Read a Document Library and Update table and database
-
2012년 6월 14일 목요일 오후 1:55
Hi All,
I would like to create and update a SQL document Library using SSIS. I am not sure where and how to do this. I have been searching, researching, asking etc. etc.
I would appreciate any help!
This is what I would like to do:
- Read a Windows folder (Document Labrary) and update a table with the document name; date created; date modified; document type; document path
- Update a SQL database with the ACTUAL documents contained in the document library
Thanks in advance!
Corne le Roux
모든 응답
-
2012년 6월 14일 목요일 오후 3:03
Hi Corne ,
1. Define package variables - DocumentName, CreateDate,ModifyDate,DocumentType,DocumentPath.
2. Use a script component, then pass these variables into script component and set them can writable.
3. In script use C# code to get the file list in the windows folder, C# can get the properties of file, set values to package variables.
4. Compose a insert SQL statement, then the values in SQL statement are from these variables.
Actually, step 3 and step 4 should be included in the loop container, you should know how to read all files in specified folder.
Please vote if it's helpful and mark it as an answer!
-
2012년 6월 15일 금요일 오전 6:53
Hi Simon,
Do you perhaps have an idea where I could get hold of a step-by-step tutorial re the creation of a document library using SSIS?
I am a greenhorn at SSIS! Or, could you perhaps give me some guidelines as to what the items are called in the SSIS / BIDS toolbox that I should use?
Thanks for your help!
Corne le Roux
-
2012년 6월 15일 금요일 오전 7:35
Hi Corne,
First, you need to know how to use C# to get all files in specified folder, then loop files and get file properties of files.
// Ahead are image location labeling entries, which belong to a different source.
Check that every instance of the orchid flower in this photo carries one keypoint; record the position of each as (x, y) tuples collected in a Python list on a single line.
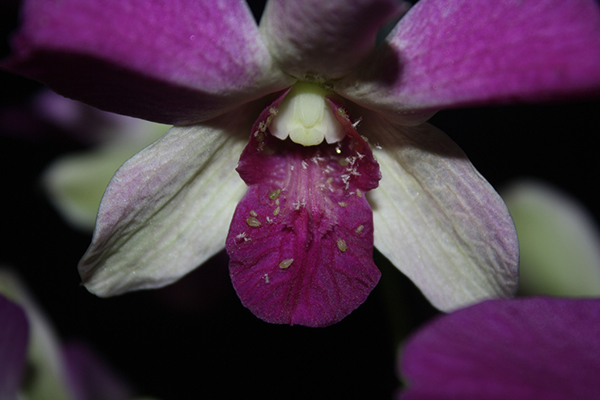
[(559, 242), (521, 349), (301, 238)]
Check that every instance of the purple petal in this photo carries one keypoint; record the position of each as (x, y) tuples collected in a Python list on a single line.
[(535, 348), (468, 53), (168, 208), (175, 61), (301, 240), (14, 337), (90, 377), (437, 219), (324, 39)]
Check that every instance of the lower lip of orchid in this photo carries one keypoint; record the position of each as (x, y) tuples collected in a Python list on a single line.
[(301, 239)]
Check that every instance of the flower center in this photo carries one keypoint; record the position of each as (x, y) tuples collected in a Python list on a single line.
[(306, 117)]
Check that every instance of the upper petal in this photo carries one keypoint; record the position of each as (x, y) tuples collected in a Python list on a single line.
[(175, 61), (536, 348), (324, 39), (168, 208), (447, 54), (438, 220)]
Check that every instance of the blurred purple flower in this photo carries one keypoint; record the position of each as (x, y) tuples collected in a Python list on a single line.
[(206, 65), (521, 349), (14, 334), (61, 371)]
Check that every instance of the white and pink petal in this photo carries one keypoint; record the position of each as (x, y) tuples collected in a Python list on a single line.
[(324, 40), (168, 209), (438, 220)]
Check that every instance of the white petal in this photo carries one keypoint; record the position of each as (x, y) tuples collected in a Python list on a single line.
[(75, 183), (168, 209), (438, 220)]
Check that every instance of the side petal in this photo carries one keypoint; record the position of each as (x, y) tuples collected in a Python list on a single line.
[(521, 349), (438, 220), (469, 53), (75, 183), (14, 338), (560, 245), (324, 39), (176, 61), (168, 208)]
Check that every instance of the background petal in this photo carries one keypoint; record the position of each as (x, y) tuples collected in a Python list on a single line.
[(14, 335), (324, 39), (537, 348), (168, 208), (447, 54), (437, 219), (46, 374), (172, 61), (560, 244), (90, 376)]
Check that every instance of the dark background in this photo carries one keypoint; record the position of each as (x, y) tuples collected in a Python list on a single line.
[(194, 338)]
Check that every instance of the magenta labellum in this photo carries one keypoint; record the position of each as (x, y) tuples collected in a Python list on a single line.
[(301, 239)]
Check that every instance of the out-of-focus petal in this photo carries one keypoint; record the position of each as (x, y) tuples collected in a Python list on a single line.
[(560, 245), (168, 208), (324, 39), (447, 54), (46, 377), (522, 349), (14, 337), (175, 61), (437, 219), (90, 377), (75, 183)]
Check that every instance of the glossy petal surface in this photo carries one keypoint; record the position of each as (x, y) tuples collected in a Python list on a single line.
[(324, 39), (437, 219), (167, 209), (560, 244), (171, 61), (14, 335), (535, 348), (448, 54), (300, 243)]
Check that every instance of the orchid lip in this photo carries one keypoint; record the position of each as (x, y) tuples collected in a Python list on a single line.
[(301, 239)]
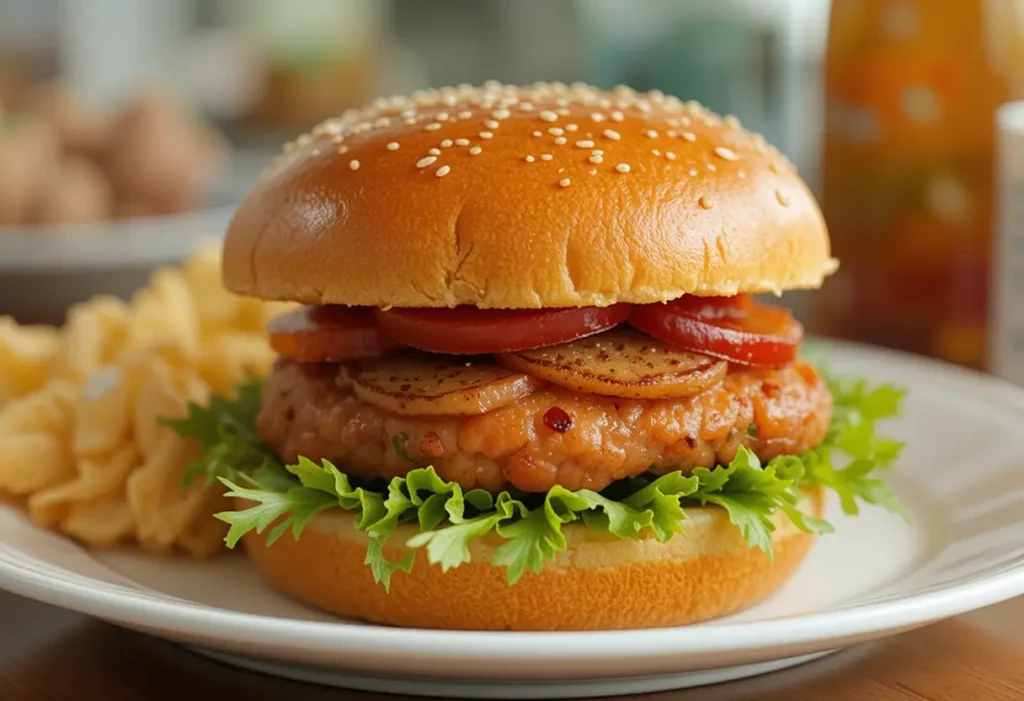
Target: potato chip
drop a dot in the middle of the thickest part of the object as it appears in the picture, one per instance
(104, 522)
(26, 354)
(163, 314)
(205, 536)
(95, 478)
(102, 412)
(36, 435)
(164, 393)
(215, 307)
(81, 408)
(162, 507)
(94, 336)
(232, 358)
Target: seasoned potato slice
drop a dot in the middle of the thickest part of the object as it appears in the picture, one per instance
(621, 363)
(420, 385)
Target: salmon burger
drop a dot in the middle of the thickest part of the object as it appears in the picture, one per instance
(530, 380)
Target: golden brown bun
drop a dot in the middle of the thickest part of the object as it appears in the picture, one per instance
(600, 582)
(705, 208)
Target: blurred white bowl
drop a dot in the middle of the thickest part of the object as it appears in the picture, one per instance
(44, 270)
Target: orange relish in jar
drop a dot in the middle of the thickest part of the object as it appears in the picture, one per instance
(911, 91)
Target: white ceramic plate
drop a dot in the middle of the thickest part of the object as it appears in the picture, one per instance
(961, 477)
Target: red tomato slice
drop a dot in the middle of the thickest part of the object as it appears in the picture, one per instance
(736, 329)
(467, 331)
(329, 334)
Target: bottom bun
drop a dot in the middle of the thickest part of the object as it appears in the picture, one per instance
(599, 582)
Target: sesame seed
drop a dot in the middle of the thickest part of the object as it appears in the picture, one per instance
(726, 154)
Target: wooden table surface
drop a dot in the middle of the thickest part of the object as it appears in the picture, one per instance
(47, 654)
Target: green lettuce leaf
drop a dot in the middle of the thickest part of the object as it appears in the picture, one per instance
(442, 521)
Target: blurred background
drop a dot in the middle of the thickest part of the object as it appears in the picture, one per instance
(129, 128)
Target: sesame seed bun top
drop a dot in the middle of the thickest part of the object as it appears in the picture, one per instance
(548, 195)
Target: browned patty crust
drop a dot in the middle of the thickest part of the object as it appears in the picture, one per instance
(597, 440)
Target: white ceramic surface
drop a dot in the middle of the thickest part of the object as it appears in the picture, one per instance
(962, 478)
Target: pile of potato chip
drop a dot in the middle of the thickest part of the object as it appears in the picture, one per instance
(81, 444)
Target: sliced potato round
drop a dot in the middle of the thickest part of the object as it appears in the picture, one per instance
(420, 385)
(621, 363)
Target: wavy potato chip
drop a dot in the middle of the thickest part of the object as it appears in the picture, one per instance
(36, 438)
(103, 522)
(95, 479)
(164, 314)
(26, 354)
(94, 336)
(84, 450)
(162, 507)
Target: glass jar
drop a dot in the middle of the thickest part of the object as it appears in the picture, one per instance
(911, 88)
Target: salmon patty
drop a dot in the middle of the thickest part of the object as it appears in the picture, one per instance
(553, 436)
System.IO.File, you may need in C#.
Second, above codes will be used in Script Component.
This work is a little complicated, but it's not very hard to implement.
You will use : Script component, Foreach loop container, Excecute SQL Task, Package Variables, C# IO read..
Please refer to http://simonlv.blogspot.com/2012/05/ssis-step-by-step-002-output-data-to.html to know how to use foreach loop container.
Can you provide your table schema where the document information inside .
Please vote if it's helpful and mark it as an answer!
- 편집됨 Simon Lv 2012년 6월 15일 금요일 오전 8:30
-
2012년 6월 15일 금요일 오전 7:54
Hi Simon,
Thanks for the feedback. It would be great if you could assist me. I am going to check out your For Each Loop Container post now, and will then make contact with you.
Corne le Roux
-
2012년 6월 15일 금요일 오전 8:24
If you have time, you also can try this codes in script component:
1. Define a package variable - Directory , value is your folder address
2. Add a script component in control flow, pass package variable - Directory.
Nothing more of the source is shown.